Pistorius was born without the fibula in his lower legs and other defects in his feet. He had both his lower legs amputated at a very early age but that did not stop a lifelong ambition to run. Growing up he was a very competitive athlete and a natural runner. He started to compete professionally but then he really started to shine when he got his first pair of Cheetah prosthetic legs. With the advanced technology in the artificial legs, he was able to adjust his running style to massively increase his speeds.
The Cheetah leg, which is made from carbon fibre, is extremely lightweight, yet very strong. It is one of the best running aids that disabled runners could have ever received. It really helped to propel Pistorius to the limelight and helped him to become the fastest Parlaympian on the planet. He has been able to post record breaking times during the Paralympics of 10.91 seconds in the 100 metres, 21.58 seconds in the 200 metres and 46.34 seconds in the 400 metres. He blew away the competition with these times, but the interesting thing is the fact that he is simply a fast athlete, because other disabled athletes also have access to the Cheetah technology. Pistorius wanted to be able to compete with able bodied athletes and be the first disabled athlete to compete in the Olympic Games.
Therein lays the problem for the disabled sprinter. The governing body of worldwide track and field athletics, the I.A.A.F., has recently banned the use of technological aides in the sport. With this ruling, they have effectively ruined Pistorius’ dream of running in the Olympics. The body claims that the Cheetah prosthetic legs give the runner an unfair advantage against other runners. This is one of the most controversial and debatable rulings in the sport. Do the artificial limbs give the South African runner an unfair advantage or do they help to level the playing field for him? This question has been puzzling people in the sport for a long time.

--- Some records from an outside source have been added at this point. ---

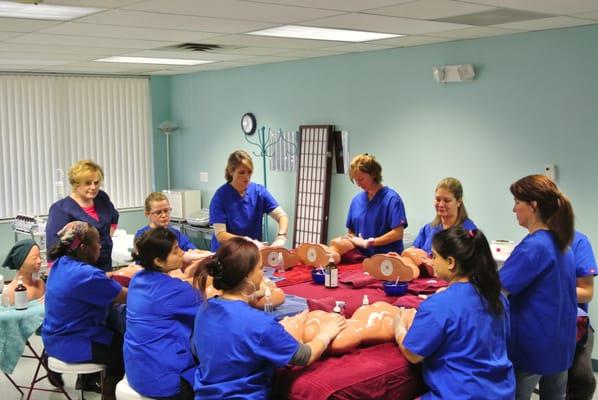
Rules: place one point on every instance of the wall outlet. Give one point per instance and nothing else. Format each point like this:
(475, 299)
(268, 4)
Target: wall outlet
(550, 171)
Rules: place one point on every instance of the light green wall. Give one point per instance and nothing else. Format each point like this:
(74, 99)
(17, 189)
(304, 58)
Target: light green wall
(534, 101)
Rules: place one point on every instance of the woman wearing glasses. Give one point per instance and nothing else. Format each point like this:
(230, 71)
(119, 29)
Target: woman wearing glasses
(157, 211)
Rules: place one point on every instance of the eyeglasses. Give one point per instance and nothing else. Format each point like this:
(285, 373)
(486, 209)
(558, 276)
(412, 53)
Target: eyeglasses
(165, 211)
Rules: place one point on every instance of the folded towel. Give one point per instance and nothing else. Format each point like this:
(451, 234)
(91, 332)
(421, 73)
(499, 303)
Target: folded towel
(358, 279)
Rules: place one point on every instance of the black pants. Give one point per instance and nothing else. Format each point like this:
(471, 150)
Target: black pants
(186, 392)
(581, 382)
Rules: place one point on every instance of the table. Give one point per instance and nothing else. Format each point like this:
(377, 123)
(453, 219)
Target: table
(379, 371)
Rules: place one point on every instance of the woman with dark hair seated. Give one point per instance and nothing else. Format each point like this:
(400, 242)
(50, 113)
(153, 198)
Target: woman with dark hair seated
(238, 346)
(77, 299)
(160, 315)
(460, 334)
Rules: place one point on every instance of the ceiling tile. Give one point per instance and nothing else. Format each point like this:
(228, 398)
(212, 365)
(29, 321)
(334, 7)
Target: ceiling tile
(126, 32)
(379, 23)
(36, 38)
(410, 41)
(546, 23)
(478, 31)
(235, 9)
(39, 48)
(430, 9)
(340, 5)
(93, 3)
(545, 6)
(24, 25)
(267, 41)
(170, 21)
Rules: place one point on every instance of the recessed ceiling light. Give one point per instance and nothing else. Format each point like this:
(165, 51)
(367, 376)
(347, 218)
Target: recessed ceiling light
(312, 32)
(146, 60)
(43, 11)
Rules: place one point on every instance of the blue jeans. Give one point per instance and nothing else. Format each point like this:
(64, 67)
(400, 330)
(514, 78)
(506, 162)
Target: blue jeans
(552, 387)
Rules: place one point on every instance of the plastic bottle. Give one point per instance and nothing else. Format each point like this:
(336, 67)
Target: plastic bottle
(5, 297)
(20, 295)
(331, 274)
(268, 306)
(365, 301)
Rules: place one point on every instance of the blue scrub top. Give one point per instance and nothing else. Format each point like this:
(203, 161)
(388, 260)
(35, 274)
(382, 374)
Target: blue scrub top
(583, 257)
(66, 210)
(184, 242)
(373, 218)
(241, 214)
(541, 285)
(239, 348)
(464, 346)
(157, 347)
(77, 300)
(426, 234)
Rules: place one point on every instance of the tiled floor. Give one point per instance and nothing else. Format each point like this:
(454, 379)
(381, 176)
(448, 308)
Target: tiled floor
(26, 368)
(23, 374)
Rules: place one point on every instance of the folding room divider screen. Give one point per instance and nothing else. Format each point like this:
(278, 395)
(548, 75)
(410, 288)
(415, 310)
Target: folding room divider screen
(314, 164)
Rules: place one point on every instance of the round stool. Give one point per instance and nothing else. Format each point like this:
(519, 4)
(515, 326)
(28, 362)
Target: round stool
(59, 366)
(126, 392)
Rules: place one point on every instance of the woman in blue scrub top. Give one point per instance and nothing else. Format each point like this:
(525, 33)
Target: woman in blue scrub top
(88, 203)
(157, 210)
(77, 299)
(160, 315)
(450, 211)
(238, 206)
(460, 334)
(376, 218)
(239, 347)
(539, 277)
(581, 382)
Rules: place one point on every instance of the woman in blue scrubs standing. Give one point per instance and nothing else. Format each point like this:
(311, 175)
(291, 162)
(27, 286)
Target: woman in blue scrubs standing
(77, 299)
(539, 277)
(85, 203)
(238, 206)
(376, 218)
(460, 334)
(238, 346)
(450, 211)
(160, 315)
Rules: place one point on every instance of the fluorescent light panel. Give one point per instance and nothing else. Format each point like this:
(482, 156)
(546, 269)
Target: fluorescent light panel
(312, 32)
(43, 11)
(146, 60)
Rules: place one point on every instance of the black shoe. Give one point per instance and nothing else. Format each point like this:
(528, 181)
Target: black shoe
(54, 378)
(89, 383)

The two sides to this debate both have strong arguments. On the one hand the people who say it gives an athlete an unfair advantage say that the use of the legs should be restricted to the Paralympics and not enter into the Olympics. They claim that even though a disabled athlete does not have legs, putting on the artificial legs gives them a huge advantage over able bodied ones because the legs enable the disabled runners to push off from the starting block and take off with a bang. The springing quality of the carbon fibre legs gives the runner the ability to extend their stride and they run at the same pace as able bodied runners. The other side to this equation claim that the legs do not give an athlete an undue advantage. They simply work to bring out a runner’s natural talent. It is the same way that a great pair of shoes does not make a person run faster but they do aid the runner to reach their highest potential. The same way not every disabled athlete can post times as fast as Pistorius but he can do it because he is a gifted and talented athlete. His ability to run fast does not come from the prosthetic legs but from his own natural ability to run.
This debate looks all set to rage on for many years and it just seems as if disabled athletes will not get a chance to compete with able bodied athletes. It could be seen as discrimination to not allow Pistorius to run in the Olympics but it could also be that finally disabled athletes are being treated as regular people and similar restrictions are placed on them too. The future looks very bright for disabled runners but we will have to wait and see if one of them is ever allowed in the Olympics.